Junge Menschen und insbesondere junge Frauen leiden unter den überhöhten Schönheitsidealen, die ihnen in Werbungen oder auf Social Media in Endlosschleife präsentiert werden. Und dieser Umstand ist durch zahlreiche Studien mittlerweile auch sehr gut belegt. Dass retuschierte Posts Unzufriedenheit auslösen – für mich total nachvollziehbar. Denn die Selbstverständlichkeit, mit der Schönheitsideale auf Werbeplakaten und in Instagram-Posts propagiert werden, suggeriert, dass jede:r so aussehen könnte wie die Models auf den Bildern. Aber natürlich nur, indem man die meist teuren Produkte kauft, die diese Verwandlung bewirken sollen. Aber wie sollen wir jemals so makellos aussehen wie die Models darauf, wenn nicht einmal die Models in Wahrheit so aussehen?

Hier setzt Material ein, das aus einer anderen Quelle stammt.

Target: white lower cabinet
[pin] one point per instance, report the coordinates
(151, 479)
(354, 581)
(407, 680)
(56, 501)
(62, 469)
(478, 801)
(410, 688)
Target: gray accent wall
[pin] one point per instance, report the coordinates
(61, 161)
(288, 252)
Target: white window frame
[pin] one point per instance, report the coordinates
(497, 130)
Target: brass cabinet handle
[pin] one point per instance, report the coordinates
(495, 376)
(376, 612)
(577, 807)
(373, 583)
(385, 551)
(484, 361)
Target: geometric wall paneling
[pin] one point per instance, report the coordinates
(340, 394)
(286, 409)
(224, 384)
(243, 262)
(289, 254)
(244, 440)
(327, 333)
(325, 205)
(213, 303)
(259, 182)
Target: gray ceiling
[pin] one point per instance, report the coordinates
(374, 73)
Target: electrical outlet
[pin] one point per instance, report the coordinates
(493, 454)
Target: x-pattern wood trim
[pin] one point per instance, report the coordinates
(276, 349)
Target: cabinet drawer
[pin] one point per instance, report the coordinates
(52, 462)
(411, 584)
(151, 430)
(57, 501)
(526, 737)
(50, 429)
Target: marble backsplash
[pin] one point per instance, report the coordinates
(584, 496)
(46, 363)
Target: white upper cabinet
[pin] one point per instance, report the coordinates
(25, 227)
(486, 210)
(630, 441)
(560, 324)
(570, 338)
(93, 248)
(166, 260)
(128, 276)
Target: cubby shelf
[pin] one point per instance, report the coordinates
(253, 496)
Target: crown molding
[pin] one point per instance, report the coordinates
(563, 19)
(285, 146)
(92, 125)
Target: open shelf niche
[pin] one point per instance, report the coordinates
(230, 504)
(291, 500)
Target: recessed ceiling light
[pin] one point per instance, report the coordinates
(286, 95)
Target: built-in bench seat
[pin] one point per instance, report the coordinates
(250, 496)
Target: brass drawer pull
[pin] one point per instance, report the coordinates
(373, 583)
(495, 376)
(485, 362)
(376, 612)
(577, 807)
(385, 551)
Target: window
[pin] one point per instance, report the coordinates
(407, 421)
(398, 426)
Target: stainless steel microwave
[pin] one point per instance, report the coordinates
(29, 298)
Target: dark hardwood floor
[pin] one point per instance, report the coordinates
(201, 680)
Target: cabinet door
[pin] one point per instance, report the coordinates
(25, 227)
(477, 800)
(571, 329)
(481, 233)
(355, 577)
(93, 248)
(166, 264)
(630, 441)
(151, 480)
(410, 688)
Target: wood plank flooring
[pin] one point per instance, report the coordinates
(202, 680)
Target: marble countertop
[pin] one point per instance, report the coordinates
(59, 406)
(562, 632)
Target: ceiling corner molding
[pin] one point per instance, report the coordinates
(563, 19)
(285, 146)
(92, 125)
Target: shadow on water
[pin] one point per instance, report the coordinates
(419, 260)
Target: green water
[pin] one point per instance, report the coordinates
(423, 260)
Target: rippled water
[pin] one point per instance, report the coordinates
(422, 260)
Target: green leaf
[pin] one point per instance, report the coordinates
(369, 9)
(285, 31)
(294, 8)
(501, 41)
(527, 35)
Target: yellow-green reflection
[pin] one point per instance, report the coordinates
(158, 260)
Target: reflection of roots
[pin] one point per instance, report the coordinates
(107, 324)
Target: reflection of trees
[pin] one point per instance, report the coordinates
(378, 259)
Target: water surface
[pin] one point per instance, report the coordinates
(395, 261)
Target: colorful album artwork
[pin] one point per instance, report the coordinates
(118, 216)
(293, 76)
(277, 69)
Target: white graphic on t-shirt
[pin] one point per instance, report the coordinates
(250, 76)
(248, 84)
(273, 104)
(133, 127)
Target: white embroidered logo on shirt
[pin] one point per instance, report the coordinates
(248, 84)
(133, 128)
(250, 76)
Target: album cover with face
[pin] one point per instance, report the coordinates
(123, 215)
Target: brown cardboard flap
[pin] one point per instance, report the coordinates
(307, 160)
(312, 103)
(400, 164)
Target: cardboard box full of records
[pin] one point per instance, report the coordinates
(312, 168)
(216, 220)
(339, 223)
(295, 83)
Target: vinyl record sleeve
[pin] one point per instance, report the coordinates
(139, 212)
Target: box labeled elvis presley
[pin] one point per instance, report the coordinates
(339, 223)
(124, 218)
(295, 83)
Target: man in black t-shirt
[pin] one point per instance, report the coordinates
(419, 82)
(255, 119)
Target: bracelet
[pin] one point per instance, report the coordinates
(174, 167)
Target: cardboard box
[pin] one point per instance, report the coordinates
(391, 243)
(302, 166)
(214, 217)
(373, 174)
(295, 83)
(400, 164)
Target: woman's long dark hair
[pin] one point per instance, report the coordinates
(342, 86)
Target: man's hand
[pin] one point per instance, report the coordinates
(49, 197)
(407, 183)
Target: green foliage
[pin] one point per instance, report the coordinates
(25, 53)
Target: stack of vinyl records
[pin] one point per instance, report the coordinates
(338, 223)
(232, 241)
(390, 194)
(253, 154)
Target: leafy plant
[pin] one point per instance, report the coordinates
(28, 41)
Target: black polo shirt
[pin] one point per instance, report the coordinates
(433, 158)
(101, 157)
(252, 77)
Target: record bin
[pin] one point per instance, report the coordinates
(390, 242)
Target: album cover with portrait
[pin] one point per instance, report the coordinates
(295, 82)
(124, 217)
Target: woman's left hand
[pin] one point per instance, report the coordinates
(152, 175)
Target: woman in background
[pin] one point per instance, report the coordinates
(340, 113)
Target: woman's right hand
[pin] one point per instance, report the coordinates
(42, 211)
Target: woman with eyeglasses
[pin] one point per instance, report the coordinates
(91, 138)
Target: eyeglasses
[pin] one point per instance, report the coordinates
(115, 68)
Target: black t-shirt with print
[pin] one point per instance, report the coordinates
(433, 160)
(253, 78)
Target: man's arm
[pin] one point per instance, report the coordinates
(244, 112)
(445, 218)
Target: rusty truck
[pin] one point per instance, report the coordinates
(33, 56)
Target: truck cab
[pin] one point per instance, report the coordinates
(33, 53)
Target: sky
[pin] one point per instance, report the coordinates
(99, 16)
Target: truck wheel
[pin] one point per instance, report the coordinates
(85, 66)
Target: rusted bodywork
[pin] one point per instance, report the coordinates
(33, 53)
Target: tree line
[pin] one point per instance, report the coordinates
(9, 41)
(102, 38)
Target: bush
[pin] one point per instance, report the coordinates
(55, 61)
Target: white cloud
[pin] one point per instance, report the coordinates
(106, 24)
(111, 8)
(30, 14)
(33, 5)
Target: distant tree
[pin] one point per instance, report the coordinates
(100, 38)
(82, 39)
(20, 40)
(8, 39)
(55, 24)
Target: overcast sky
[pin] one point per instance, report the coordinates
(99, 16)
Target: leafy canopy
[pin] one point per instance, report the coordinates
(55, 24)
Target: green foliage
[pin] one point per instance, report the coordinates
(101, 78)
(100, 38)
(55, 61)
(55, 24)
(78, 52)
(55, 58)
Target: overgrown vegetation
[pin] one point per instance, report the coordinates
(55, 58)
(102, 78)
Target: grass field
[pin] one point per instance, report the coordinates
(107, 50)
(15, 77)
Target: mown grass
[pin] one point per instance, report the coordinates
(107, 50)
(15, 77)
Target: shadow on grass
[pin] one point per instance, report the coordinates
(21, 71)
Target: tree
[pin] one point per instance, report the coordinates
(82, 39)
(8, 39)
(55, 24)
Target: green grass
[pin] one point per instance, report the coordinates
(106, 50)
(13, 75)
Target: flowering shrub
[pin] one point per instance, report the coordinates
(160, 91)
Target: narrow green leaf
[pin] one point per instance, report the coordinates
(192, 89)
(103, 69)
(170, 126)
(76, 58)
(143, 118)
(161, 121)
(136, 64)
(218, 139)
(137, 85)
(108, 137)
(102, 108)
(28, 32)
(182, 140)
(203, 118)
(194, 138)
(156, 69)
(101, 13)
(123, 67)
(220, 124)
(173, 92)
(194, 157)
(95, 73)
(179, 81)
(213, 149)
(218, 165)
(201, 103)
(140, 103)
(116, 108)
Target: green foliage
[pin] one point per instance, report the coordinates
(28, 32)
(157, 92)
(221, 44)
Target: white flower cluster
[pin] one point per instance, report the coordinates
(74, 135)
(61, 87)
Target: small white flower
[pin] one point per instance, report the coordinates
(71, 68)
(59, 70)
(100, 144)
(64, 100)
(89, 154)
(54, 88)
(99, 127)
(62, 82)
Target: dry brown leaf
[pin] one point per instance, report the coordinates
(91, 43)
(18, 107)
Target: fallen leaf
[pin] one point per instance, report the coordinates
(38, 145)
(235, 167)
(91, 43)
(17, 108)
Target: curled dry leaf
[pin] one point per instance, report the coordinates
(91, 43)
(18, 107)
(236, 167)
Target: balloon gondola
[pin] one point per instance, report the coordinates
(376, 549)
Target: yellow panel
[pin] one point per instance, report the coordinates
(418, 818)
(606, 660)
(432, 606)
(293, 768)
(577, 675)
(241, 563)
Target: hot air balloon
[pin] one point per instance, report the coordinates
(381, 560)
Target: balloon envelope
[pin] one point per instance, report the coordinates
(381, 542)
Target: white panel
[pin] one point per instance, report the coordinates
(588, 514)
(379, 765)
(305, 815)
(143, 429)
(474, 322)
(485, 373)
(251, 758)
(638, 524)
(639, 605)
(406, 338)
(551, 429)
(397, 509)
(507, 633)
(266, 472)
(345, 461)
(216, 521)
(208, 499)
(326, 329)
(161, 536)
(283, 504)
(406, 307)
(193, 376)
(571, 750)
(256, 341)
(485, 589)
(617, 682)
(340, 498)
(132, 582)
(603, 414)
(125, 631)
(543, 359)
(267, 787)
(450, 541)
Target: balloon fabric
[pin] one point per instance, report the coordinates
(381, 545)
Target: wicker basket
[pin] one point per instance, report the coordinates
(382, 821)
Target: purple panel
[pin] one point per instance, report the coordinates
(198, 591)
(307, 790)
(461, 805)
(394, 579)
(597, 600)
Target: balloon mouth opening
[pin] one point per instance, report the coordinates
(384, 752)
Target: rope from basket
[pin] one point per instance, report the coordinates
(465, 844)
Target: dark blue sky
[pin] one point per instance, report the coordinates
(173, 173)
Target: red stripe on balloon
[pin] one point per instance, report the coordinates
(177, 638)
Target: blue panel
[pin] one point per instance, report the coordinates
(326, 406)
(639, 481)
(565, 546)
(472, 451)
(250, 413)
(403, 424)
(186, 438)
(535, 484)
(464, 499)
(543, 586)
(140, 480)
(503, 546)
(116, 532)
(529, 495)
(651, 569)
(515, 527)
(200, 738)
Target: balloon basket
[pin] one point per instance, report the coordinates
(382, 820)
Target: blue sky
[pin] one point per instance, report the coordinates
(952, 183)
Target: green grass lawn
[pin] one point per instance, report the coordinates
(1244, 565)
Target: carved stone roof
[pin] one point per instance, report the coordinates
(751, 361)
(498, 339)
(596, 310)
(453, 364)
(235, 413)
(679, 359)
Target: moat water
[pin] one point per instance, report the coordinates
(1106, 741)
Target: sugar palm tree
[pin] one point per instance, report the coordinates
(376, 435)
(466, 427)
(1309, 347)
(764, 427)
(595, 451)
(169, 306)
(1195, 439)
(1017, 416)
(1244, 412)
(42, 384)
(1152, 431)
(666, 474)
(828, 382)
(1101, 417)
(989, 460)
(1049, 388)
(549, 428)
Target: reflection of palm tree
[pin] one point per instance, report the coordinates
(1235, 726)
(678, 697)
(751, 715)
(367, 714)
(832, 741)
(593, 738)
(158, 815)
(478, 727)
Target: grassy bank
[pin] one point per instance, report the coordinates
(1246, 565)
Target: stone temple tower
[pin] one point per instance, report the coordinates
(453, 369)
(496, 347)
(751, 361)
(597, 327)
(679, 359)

Ein wichtiger Schritt – aber reicht er auch?
Das neue Gesetz in Norwegen ist meiner Ansicht nach eine wichtige Errungenschaft – nicht nur, weil es versucht, den Perfektionsdruck einzudämmen, sondern auch, weil es sich vorrangig an junge Menschen richtet und sich mit ihrer digital geprägten Lebensrealität beschäftigt. Aber ist das genug?
Warum werden beispielsweise Postings oder Plakate, die kein Produkt bewerben, aber trotzdem bis zur absoluten Makellosigkeit retuschiert wurden, nicht ebenfalls kennzeichnungspflichtig? Mittlerweile kann ja jede:r Fotos ohne großen technischen Aufwand oder viel Know-How bearbeiten, zum Beispiel mit Instagram-Filtern. Wie anders Personen, die die Filter benutzen, tatsächlich aussehen, ist oft erst im direkten Vergleich auszumachen. Andererseits: Natürlich sind jüngere Generationen allesamt Digital Natives und mit dem Internet groß geworden – das heißt, sie haben oft auch ein ganz anderes Verständnis davon, was echt ist und was nicht.
Aber schaltet sich diese Ratio nicht irgendwann einfach aus, wenn man dauernd mit dem gleichen bildlichen Narrativ bombardiert wird? Ist es der richtige Weg, jungen Menschen bloß zu sagen, dass Filter, Retusche & Co. nicht die Wirklichkeit abbilden – oder brauchen wir diesbezüglich auch bei uns strengere Gesetze?
Wann geschieht in Deutschland endlich etwas?
Konkrete Gesetze bezüglich Kennzeichnungspflicht retuschierter Bilder gibt es in Deutschland noch nicht. Bis jetzt bleibt es bei Plänen, die sich allerdings bald konkretisieren könnten. Katharina Fegebank, Grünen-Politikerin, Zweite Oberbürgermeisterin Hamburgs und amtierende Vorsitzende der Gleichstellungs-und Frauenminister-Konferenz (GFMK) sagt: "Wir wollen im Rahmen unseres Vorsitzes auch für die Problemfelder Schönheitsideal und Schönheitswahn auf Social-Media-Plattformen sensibilisieren." Hamburg plant etwa, bis zur Haupttagung der GFMK im Sommer einen Antrag zum Thema Kennzeichnungspflicht vorzulegen.
Ein Vorreiter ist übrigens auch Norwegen mit seinem neuen Gesetz nicht. In Frankreich müssen Bilder, bei denen Körper von Models retuschiert wurden, bereits seit Oktober 2017 dementsprechend gekennzeichnet werden. Ich jedenfalls wünsche mir, dass andere Länder bald nachziehen.